Our heavy strap and big rock are to protect the hive from bears — not a real concern for us, although some hives in neighboring towns have been destroyed by bears — but we hope the strap will keep the hive together if a strong wind should blow it over. Goddess forbid.

We gave them a final blessing and we’ll say some prayers for them through the winter. We’ll probably stop by the hive from time to time and put an ear against it. And we’ll hope to hear their soft buzz.

September 2018: Sugar Roll Test

Varroa mites are tiny but powerful parasites, and when they invade a hive of honeybees — which is very, very common — they can destroy the colony.

We treated our colony for varroa mites prophylactically in the early summer. Now it’s mid-September, and time to perform the Sugar Roll Test to see what our mite load is.

Here’s the recipe: Take a half a cup of bees (about 300), add them to a Mason jar with about 3 tablespoons of powdered sugar. Seal with a screened lid. Swirl the bees around in the sugar to coat. Let sit for about a minute. Turn the jar over and shake the sugar out — firmly but gently — onto a white paper plate that has been sprayed with water. Spray the sugar with more water until it dissolves. Count the number of mites visible on the plate (they look like small rust-colored seeds). This tells you how many average mites your hive has per 300 bees. Do the math to determine your overall mite load, and make plans to treat the colony accordingly.

Oh, and open the jar and pour the sugar-dazed bees back into the hive. The other bees will clean them up.

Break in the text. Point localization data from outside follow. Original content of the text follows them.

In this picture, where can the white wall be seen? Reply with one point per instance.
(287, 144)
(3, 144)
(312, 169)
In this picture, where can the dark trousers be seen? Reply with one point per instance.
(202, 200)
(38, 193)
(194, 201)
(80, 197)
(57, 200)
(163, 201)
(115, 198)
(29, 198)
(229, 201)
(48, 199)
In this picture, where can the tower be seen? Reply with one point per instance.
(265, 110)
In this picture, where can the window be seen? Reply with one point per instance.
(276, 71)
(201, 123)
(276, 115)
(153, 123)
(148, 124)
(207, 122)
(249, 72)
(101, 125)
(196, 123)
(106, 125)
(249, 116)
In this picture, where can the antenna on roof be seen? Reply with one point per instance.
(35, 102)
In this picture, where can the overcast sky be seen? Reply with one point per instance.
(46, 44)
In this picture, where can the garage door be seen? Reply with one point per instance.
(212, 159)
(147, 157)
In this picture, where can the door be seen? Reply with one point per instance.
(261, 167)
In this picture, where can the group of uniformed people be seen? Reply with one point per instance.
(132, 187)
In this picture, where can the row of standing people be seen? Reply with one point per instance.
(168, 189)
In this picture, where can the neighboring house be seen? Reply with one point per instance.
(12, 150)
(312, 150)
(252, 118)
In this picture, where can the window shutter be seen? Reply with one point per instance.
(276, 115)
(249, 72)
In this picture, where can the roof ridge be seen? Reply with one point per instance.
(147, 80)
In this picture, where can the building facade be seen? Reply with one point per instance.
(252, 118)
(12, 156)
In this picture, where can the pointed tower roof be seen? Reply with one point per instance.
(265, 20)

We couldn’t be happier with the results of our sugar roll test — ZERO mites! We’re glad we took steps earlier this year to prevent an infestation, and we hope our hive stays mite-free going forward.

August 2018: A Summer of Learning

Throughout the spring and early summer we have been tending the bees as they have built their colony from the original 10,000 bees to — we estimate — 60,000 to 70,000 very busy bees.

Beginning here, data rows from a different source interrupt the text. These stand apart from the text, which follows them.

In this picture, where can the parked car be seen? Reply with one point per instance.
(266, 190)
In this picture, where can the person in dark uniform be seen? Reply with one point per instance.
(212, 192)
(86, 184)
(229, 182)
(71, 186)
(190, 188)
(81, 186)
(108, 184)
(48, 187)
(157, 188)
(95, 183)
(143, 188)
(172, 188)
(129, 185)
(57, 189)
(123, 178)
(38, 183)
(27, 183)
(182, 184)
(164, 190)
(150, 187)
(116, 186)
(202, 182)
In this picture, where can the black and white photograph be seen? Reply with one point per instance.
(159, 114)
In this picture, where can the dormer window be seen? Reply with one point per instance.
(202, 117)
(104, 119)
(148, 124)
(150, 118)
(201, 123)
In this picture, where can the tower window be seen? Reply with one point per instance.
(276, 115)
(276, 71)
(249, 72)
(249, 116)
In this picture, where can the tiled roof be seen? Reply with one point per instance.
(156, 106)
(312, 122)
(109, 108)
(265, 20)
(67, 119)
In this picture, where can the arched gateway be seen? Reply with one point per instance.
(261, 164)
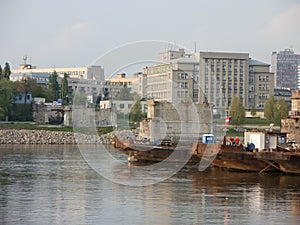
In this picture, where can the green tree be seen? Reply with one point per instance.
(281, 111)
(53, 86)
(7, 95)
(6, 71)
(64, 88)
(30, 85)
(269, 110)
(237, 111)
(79, 98)
(253, 111)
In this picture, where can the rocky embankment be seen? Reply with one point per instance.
(11, 136)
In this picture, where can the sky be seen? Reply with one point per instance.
(116, 34)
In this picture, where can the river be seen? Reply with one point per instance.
(53, 184)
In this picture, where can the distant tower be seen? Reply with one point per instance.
(24, 59)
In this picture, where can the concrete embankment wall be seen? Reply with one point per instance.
(11, 136)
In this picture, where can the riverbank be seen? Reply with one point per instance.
(24, 136)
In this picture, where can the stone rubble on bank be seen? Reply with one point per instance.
(11, 136)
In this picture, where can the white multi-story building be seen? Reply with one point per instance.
(260, 84)
(284, 66)
(89, 79)
(92, 72)
(174, 80)
(213, 77)
(223, 75)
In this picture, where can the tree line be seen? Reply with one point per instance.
(9, 90)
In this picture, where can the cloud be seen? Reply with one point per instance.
(283, 30)
(70, 42)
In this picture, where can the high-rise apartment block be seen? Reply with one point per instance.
(213, 77)
(260, 84)
(285, 67)
(222, 76)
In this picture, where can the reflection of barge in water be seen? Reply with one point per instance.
(151, 153)
(288, 162)
(236, 158)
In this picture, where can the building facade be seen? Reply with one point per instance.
(175, 79)
(223, 75)
(291, 125)
(261, 84)
(285, 67)
(92, 72)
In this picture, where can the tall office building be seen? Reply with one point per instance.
(175, 79)
(260, 84)
(285, 67)
(223, 75)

There is so much for us to do! We give them sugar water to supplement the nectar and pollen they collect, to provide them with enough calories to build the hive to full strength before winter. We do weekly hive inspections – looking for eggs, larvae, pollen, nectar, honey and indications of pests or problems.

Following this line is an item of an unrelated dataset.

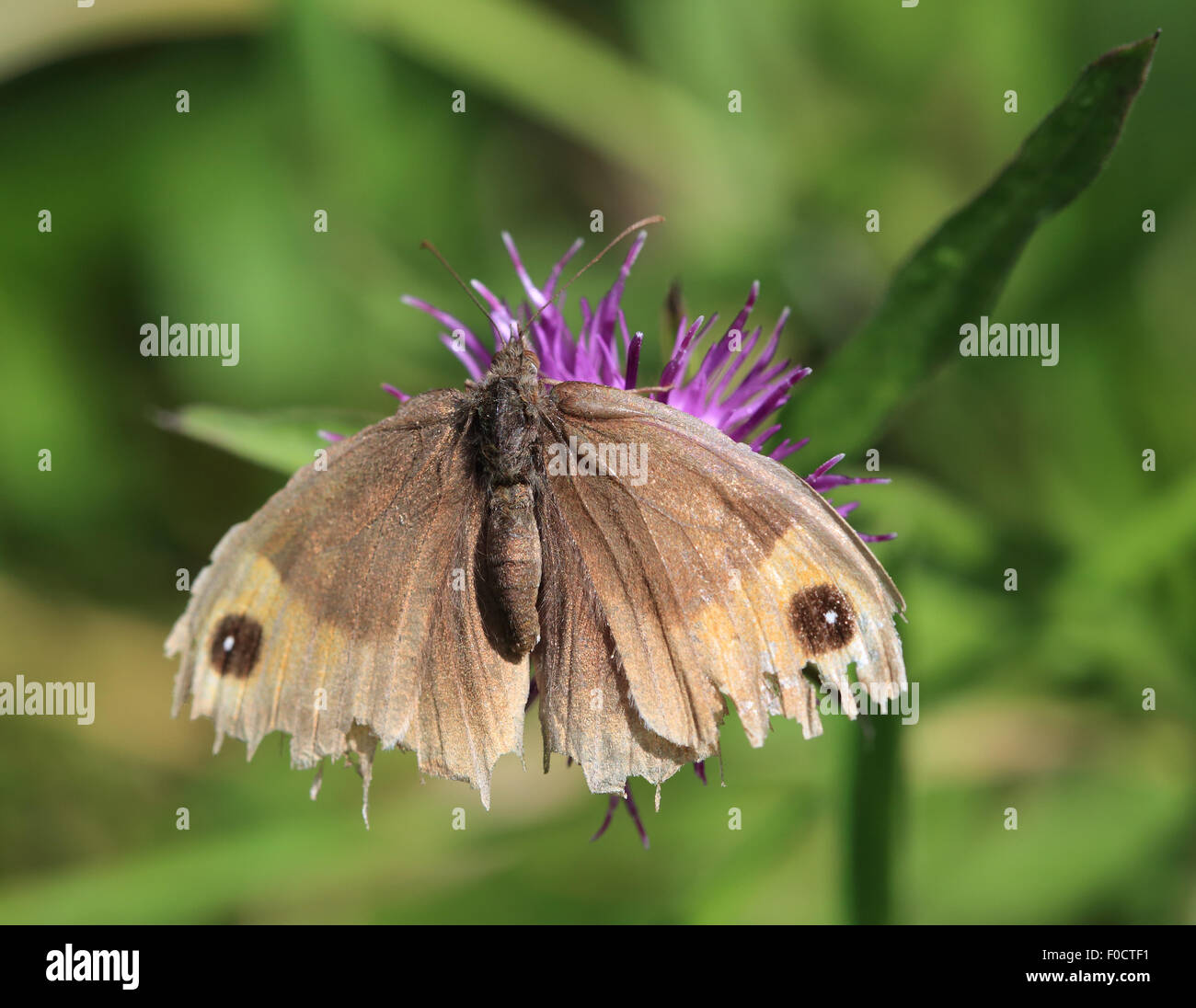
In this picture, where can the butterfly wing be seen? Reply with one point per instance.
(586, 710)
(718, 572)
(345, 613)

We’ve built and added more hive boxes to accommodate the growing colony; administered a week-long treatment to control varroa mites, which can kill off a colony; addressed the threat of aggressive yellow jackets nesting nearby, which can attack honeybee hives; and solved the mystery of our missing Queen Bee by borrowing, installing and monitoring a hive frame from a neighboring hive. (We think she left with a swarm, but the remaining colony raised a new Queen — they are so smart.)